I feel bad about Trap not being able to come so I thought to myself, "Self, maybe you could create a scenario that could be used for a side-match or stage that's pheasant-related enough to make it worth it for Trap to come to Texas." Now to be honest, I've never written a stage before. I've never shot a side-match. In fact, I'll admit right here that I'm an ignorant tenderfoot, and I'm sure there are a few kinks that would have to be worked out, but maybe, just maybe, we could set up something like this...
-----[Begin]----------
Your soon-to-be ex-wife "Hades' Hannah" found out you were planning on going out pheasant hunting instead of taking her to visit her thickly mustached twin sister in Greenville. Seething with malevolence and rage, she contacted the local headquarters of *that* political party, and through them she arranged to outsource a hit on you. There is now a rabid horde of ninja assassins preparing to attack you, and they're all whistling "El Deguello" (for you foreigners, that's the tune signifying "no quarter given" that was played by Santa Anna's army at The Alamo).
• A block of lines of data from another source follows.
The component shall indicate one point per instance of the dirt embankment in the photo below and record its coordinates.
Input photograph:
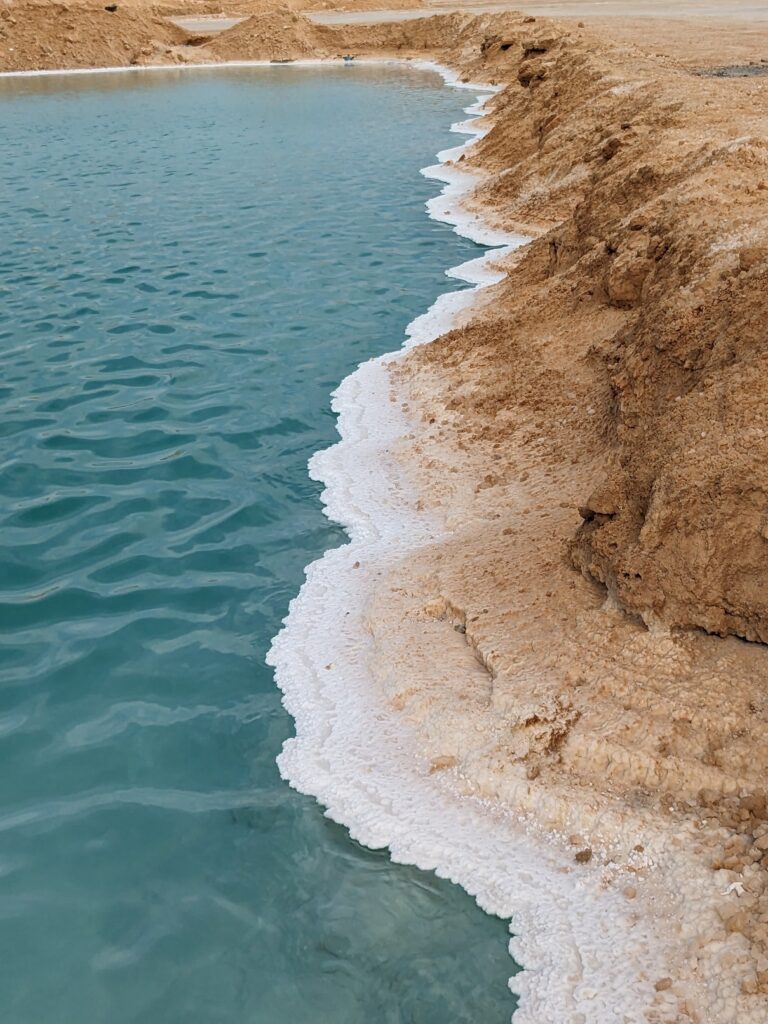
(46, 36)
(595, 438)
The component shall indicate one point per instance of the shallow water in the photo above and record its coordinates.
(188, 264)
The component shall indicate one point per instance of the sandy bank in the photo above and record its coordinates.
(578, 471)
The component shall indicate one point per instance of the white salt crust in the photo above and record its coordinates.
(589, 956)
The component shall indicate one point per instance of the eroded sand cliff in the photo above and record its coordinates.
(586, 647)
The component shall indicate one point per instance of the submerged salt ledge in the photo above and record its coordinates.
(584, 958)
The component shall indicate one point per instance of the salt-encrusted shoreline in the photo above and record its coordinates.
(587, 955)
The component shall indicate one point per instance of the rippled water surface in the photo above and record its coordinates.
(188, 264)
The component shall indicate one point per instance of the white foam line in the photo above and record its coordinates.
(586, 960)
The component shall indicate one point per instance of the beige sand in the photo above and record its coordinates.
(595, 439)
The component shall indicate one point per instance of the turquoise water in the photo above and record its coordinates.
(188, 265)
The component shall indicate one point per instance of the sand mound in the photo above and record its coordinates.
(42, 36)
(280, 34)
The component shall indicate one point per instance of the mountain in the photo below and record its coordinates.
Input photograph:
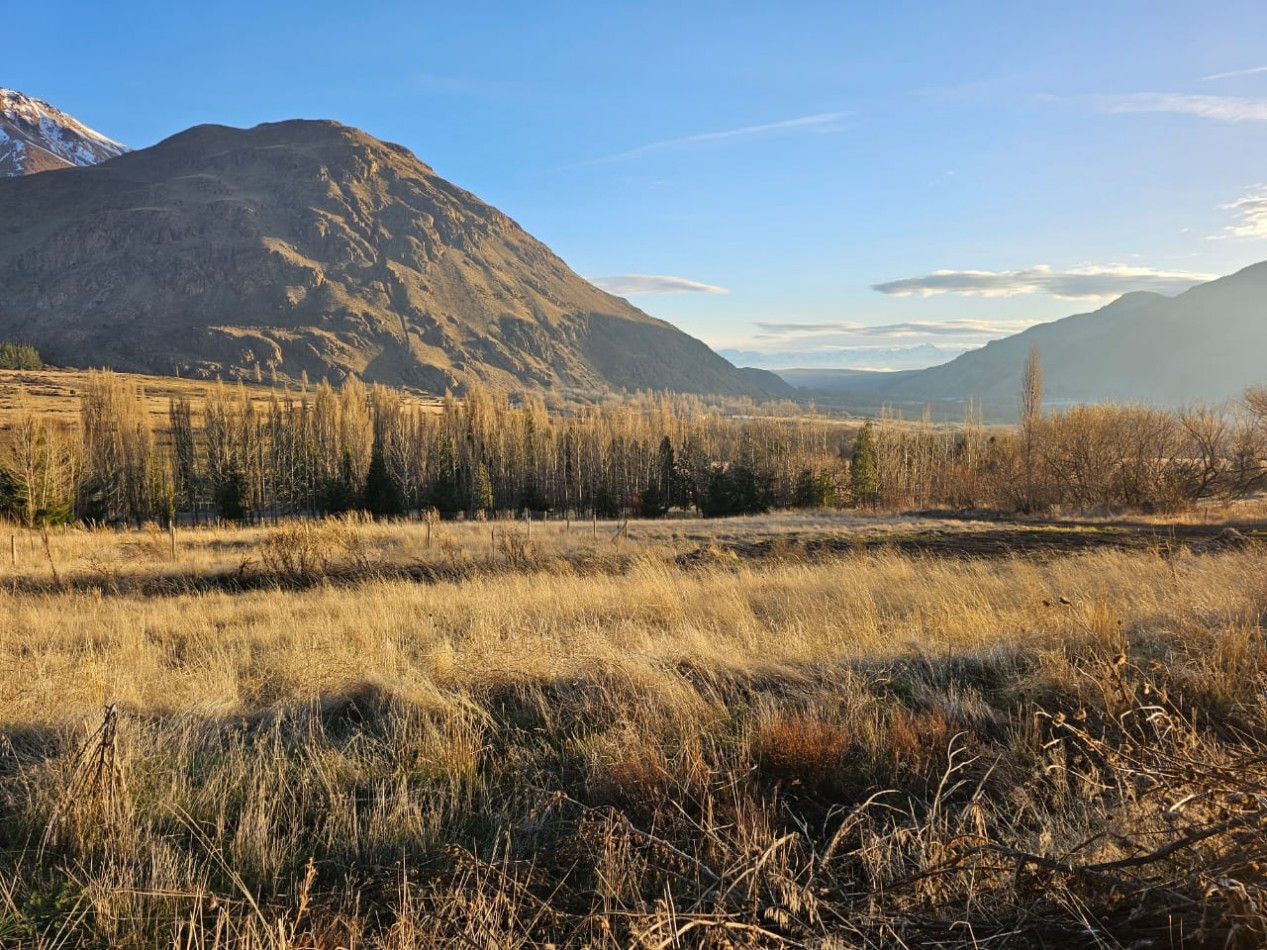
(36, 136)
(1206, 343)
(877, 359)
(307, 246)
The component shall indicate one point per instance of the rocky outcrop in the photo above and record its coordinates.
(312, 247)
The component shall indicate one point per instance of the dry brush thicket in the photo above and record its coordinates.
(241, 455)
(610, 745)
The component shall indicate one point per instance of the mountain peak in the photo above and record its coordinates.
(36, 136)
(307, 246)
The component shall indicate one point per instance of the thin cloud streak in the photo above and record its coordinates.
(1219, 108)
(1073, 284)
(1252, 212)
(909, 329)
(636, 284)
(1234, 74)
(821, 123)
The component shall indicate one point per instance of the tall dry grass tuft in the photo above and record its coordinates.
(854, 749)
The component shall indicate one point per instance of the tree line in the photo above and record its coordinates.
(238, 455)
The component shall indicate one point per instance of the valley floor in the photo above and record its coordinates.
(796, 731)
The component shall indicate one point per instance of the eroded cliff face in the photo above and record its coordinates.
(308, 246)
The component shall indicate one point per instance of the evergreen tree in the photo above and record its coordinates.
(864, 469)
(338, 494)
(482, 490)
(382, 495)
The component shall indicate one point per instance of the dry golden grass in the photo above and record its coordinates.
(579, 744)
(55, 395)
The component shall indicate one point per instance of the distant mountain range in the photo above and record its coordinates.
(36, 136)
(1208, 343)
(312, 247)
(858, 357)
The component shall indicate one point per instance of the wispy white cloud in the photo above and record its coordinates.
(1076, 283)
(821, 122)
(1220, 108)
(636, 284)
(1234, 74)
(1251, 210)
(871, 345)
(888, 331)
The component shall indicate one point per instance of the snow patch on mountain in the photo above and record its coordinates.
(36, 136)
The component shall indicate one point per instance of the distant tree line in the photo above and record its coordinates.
(19, 356)
(241, 455)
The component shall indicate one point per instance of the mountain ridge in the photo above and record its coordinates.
(37, 136)
(308, 246)
(1203, 345)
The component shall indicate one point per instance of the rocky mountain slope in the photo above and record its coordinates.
(36, 136)
(309, 246)
(1206, 343)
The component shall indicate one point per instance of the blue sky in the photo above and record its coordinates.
(831, 183)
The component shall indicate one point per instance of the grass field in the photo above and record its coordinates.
(786, 731)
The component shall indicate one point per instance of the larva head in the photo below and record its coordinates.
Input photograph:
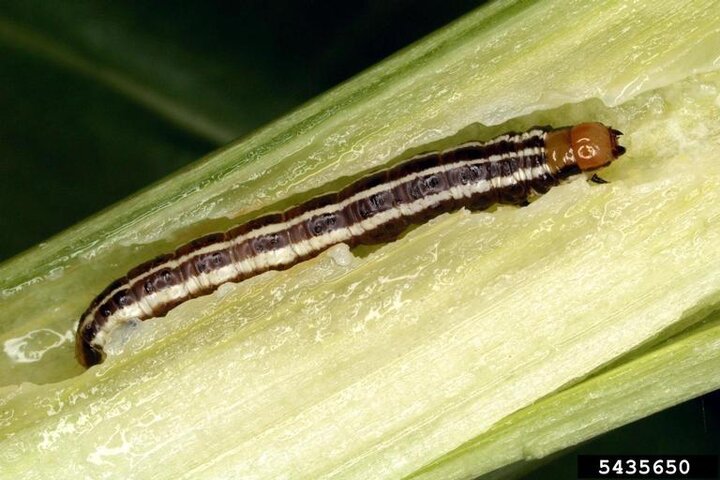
(584, 147)
(594, 145)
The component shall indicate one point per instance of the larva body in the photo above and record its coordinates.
(509, 169)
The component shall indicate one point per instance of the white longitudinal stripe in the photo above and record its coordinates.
(288, 254)
(251, 264)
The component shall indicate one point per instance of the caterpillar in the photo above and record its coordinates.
(510, 169)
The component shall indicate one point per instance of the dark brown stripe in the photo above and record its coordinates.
(129, 290)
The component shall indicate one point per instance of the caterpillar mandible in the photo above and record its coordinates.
(509, 169)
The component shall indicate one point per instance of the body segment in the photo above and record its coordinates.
(509, 169)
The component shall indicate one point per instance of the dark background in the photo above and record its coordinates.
(78, 133)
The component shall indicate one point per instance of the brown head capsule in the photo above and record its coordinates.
(511, 169)
(584, 147)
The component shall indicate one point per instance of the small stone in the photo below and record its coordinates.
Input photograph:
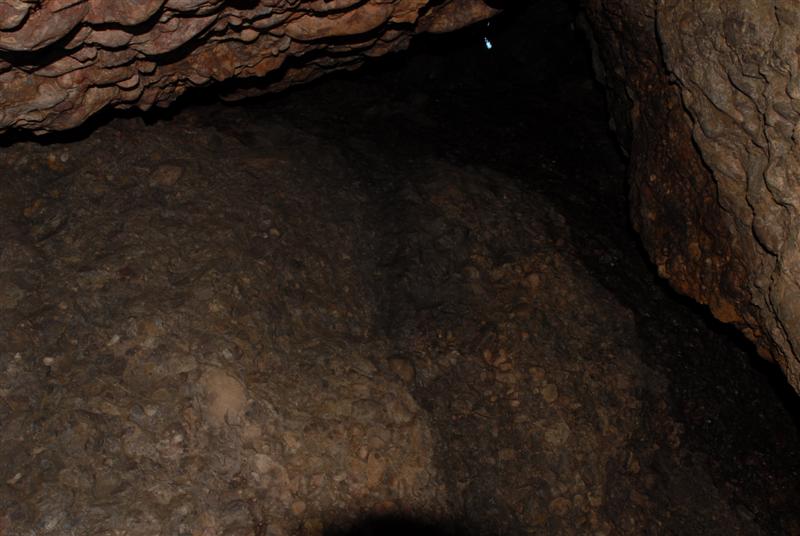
(166, 175)
(550, 393)
(298, 507)
(403, 368)
(560, 506)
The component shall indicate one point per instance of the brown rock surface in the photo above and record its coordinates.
(62, 61)
(705, 96)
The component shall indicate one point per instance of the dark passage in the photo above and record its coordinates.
(405, 300)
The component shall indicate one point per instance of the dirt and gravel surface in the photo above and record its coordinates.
(384, 294)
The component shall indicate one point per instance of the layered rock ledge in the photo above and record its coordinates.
(706, 98)
(63, 60)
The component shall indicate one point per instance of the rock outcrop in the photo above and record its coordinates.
(705, 95)
(63, 60)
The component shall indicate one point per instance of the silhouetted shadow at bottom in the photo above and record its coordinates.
(393, 525)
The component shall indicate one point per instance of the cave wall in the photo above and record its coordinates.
(704, 95)
(63, 60)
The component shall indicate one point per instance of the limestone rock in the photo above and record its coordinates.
(63, 60)
(706, 98)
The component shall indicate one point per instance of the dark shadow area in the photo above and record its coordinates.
(515, 100)
(397, 525)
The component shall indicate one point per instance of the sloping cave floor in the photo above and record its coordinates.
(370, 296)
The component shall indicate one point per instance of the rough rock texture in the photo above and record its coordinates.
(63, 60)
(230, 337)
(705, 95)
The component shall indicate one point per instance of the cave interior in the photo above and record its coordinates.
(403, 299)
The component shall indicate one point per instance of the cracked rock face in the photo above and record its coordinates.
(63, 60)
(706, 95)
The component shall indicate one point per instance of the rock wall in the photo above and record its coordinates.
(706, 95)
(63, 60)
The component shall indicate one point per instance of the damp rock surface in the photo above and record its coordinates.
(285, 318)
(62, 61)
(706, 100)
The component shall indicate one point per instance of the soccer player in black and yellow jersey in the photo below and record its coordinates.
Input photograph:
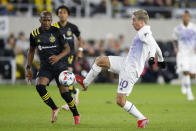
(68, 30)
(52, 50)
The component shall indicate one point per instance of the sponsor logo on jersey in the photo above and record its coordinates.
(52, 38)
(38, 40)
(46, 47)
(69, 32)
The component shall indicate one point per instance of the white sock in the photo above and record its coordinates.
(186, 81)
(95, 70)
(129, 107)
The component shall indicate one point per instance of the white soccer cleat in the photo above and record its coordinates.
(190, 97)
(183, 90)
(66, 107)
(76, 96)
(142, 123)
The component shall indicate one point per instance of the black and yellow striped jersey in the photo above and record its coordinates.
(68, 32)
(48, 43)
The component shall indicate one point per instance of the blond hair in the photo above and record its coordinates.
(141, 15)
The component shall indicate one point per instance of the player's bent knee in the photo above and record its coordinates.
(66, 96)
(192, 76)
(103, 61)
(120, 102)
(186, 73)
(40, 88)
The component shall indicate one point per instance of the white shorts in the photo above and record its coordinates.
(186, 63)
(127, 77)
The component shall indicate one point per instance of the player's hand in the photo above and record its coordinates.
(53, 59)
(175, 51)
(162, 65)
(151, 61)
(80, 55)
(29, 75)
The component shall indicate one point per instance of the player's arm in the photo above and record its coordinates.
(30, 56)
(66, 50)
(175, 42)
(80, 48)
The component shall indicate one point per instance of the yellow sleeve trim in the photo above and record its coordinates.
(35, 32)
(56, 25)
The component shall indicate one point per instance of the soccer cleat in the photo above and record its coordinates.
(66, 107)
(190, 97)
(54, 115)
(80, 80)
(183, 90)
(76, 96)
(142, 123)
(77, 120)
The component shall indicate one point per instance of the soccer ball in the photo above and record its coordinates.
(66, 78)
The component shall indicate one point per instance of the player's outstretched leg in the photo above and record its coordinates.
(71, 103)
(75, 92)
(41, 89)
(131, 109)
(186, 82)
(55, 115)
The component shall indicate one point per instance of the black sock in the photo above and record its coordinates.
(41, 89)
(71, 103)
(74, 90)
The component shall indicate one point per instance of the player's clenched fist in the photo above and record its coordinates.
(29, 74)
(53, 59)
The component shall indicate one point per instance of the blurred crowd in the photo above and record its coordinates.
(17, 47)
(118, 8)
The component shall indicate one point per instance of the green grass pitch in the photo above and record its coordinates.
(21, 109)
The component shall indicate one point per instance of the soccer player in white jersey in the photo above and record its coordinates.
(130, 67)
(185, 48)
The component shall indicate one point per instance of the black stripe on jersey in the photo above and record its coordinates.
(56, 24)
(35, 32)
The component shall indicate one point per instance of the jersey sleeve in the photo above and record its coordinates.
(148, 39)
(75, 30)
(62, 40)
(32, 40)
(175, 34)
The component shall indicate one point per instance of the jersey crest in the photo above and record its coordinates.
(38, 40)
(69, 32)
(35, 32)
(52, 38)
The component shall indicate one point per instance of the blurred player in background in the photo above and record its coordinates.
(52, 50)
(185, 48)
(130, 67)
(68, 30)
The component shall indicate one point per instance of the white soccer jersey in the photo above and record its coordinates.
(143, 46)
(186, 37)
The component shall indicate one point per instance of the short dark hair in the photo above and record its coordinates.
(141, 15)
(43, 13)
(62, 7)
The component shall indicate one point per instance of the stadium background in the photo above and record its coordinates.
(106, 29)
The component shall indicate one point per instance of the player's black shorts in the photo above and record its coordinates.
(51, 73)
(70, 60)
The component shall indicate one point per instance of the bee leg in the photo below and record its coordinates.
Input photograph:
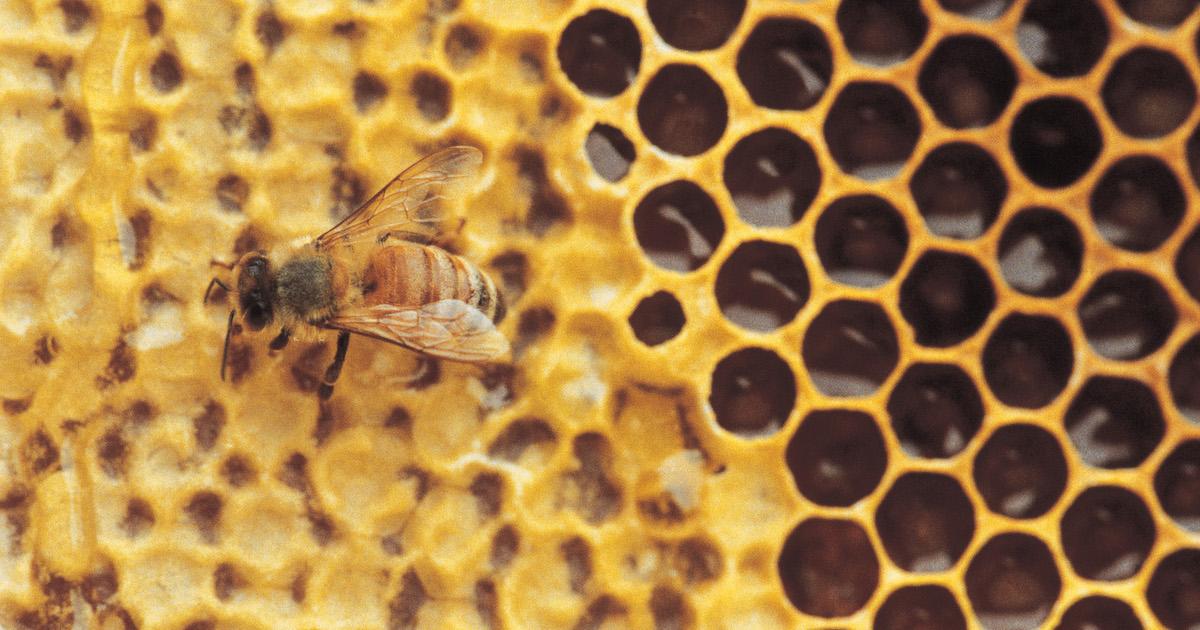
(335, 369)
(281, 341)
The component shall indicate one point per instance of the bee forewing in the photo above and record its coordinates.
(413, 205)
(448, 329)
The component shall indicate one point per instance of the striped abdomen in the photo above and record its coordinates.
(414, 275)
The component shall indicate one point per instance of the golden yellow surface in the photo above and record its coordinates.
(591, 485)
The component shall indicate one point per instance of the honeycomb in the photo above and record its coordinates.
(873, 313)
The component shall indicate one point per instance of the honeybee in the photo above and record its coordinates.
(379, 273)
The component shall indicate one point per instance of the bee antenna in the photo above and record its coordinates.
(214, 282)
(225, 353)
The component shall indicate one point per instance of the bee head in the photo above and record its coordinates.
(256, 286)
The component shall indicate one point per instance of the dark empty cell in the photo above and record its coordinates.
(935, 411)
(682, 111)
(850, 348)
(695, 24)
(232, 192)
(1012, 582)
(977, 9)
(919, 607)
(837, 456)
(773, 177)
(1177, 485)
(882, 31)
(1099, 612)
(1062, 37)
(1114, 423)
(678, 226)
(1187, 265)
(1174, 589)
(861, 240)
(270, 30)
(657, 318)
(946, 298)
(761, 286)
(609, 151)
(1138, 203)
(1126, 316)
(925, 522)
(1149, 93)
(828, 568)
(369, 90)
(1055, 141)
(1020, 472)
(166, 73)
(1107, 533)
(1158, 13)
(959, 190)
(785, 64)
(871, 130)
(1041, 252)
(76, 15)
(753, 393)
(1027, 360)
(600, 53)
(1183, 379)
(432, 95)
(967, 82)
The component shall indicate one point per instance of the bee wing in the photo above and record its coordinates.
(411, 205)
(448, 329)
Begin standing at port arms in front of the window on the right. When ready, say, "Aw honey, I hate shooting pheasants! I just wanted to give you some quality time with your fat sister!"
At the buzzer engage the rifle targets in any order. Safely ground your rifle. Move to the left window, pick up your shotgun, and engage the shotgun targets in any order. Safely ground your shotgun. Engage the pistol targets in any order. When you've emptied your second pistol, safely throw it at the ninja hiding underneath that mound of dirt over there for bonus points. Draw your second pistol and safely throw it, too, at the dirt mound for double bonus points.
Working Cowboy: There's just too many ninjas and you're probably gonna die. Engage rifle targets, any 5 pistol targets, throw your pistol, and run like heck out the back door. Bonus points will be awarded for creative combinations of fancy words and Bible quotes to "make your peace with God" as you run.
Historical note: The Ninjas were known for their amazing stealth and secrecy. Therefore there are no documented instances of them being found in the American West. There is also no documented evidence that they never undertook missions in the American West. There are, however, a number of documented instances of mysterious deaths among Western newspaper reporters, Western authors, and Western photographers. Individually they mean nothing, but collectively they reveal a terrifying pattern of mayhem, carnage, and cover-ups that could *only* be the work of Ninjas.
-----[End]----------
So, Trap, do you think this might persuade you to come?